The self-proclaimed Medicis of the new Florence south of San Francisco might object to the characterization, but these localities are all bona fide tech cities--places poised to exploit the digital revolution by spawning new companies, creating wealth and ditching the prewired business practices of the 20th century in favor of the rocking-and-rolling, go-for-gold ethos that has taken root in northern California. According to a recent American Electronics Association (AEA) study, in fact, the upstart tech cities are already scooping up the bulk of the country's new computer jobs: since 1990, Texas has added six times more high-tech workers than California, which was also dwarfed by the likes of Washington and Utah. Silicon Valley may still be the Big Daddy, but it's far from the only game in town.
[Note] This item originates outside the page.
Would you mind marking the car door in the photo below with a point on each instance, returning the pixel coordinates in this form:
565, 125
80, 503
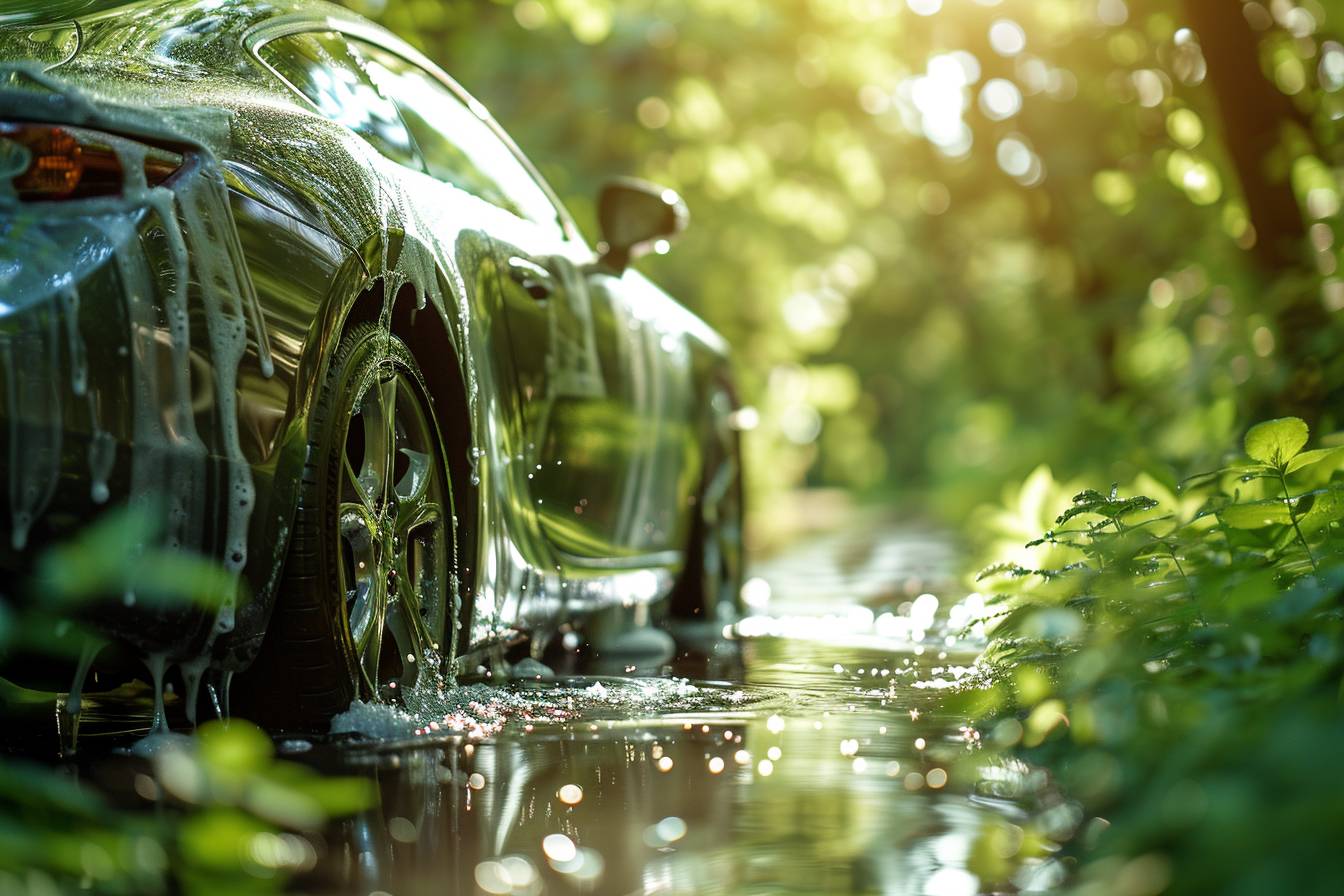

HOW DO YOU GO ABOUT building a tech city? It's not easy. ""Silicon Valley is a set of networks and social relationships--simply plopping a science park down isn't going to work, '' says AnnaLee Saxenian, a University of California, Berkeley, associate professor in city and regional planning. The main technique of aspirants is to reverse-engineer Silicon Valley. Sometimes the attempts to clone the California phenomenon are almost comically literal (a developmental plan on the future of Cambridge, England, actually superimposed a geographical outline of the Valley over a map of East Anglia). Still, you don't need an engineering degree to isolate the elements of a high-tech hotbed:

1. A major research institution. In 1934 Stanford professor Frederick Terman persuaded recent grads Bill Hewlett and Dave Packard to start a firm in the area, kick-starting the Valley. To this day, according to the university's James Gibbons, half of Silicon Valley's revenues come from Stanford-seeded companies. But Terman himself was imitating the practices of the Massachusetts Institute of Technology, which over the years has spawned 4,000 companies employing more than a million people, according to a 1997 BankBoston study. MIT spinoffs include Cambridge success stories like Lotus (now owned by IBM) and Firefly (purchased by Microsoft). If this MIT archipelago were a nation, it would be the world's 24th largest economy, between South Africa's and Thailand's.

An ocean away, Cambridge University, after 800 years of perching above the commercial fray, is now actively leading an effort to Valley-ize its surroundings. Graduates, and even faculty members, are encouraged to go into business, and two of its colleges have opened science parks to incubate start-ups.

But even the most ambitious university can't build a tech city alone. That's why a lot of town-and-gown communities wind up hosting only a few high-tech hopefuls, led by entrepreneurs whose choice of location is determined by postgrad inertia more than anything else. Trying to defy those odds is Champaign-Urbana. The University of Illinois, and particularly its supercomputing center, lures brilliant young minds. The town just oozes with technology: even local criminals get arraigned electronically via a T1 hookup from jail to courthouse. Nonetheless, the locally based makers of the revolutionary Mosaic software--which single-handedly catapulted the World Wide Web to the center of the high-tech universe--had to go to Silicon Valley to take their dream to the marketplace. (They helped found a little company called Netscape.)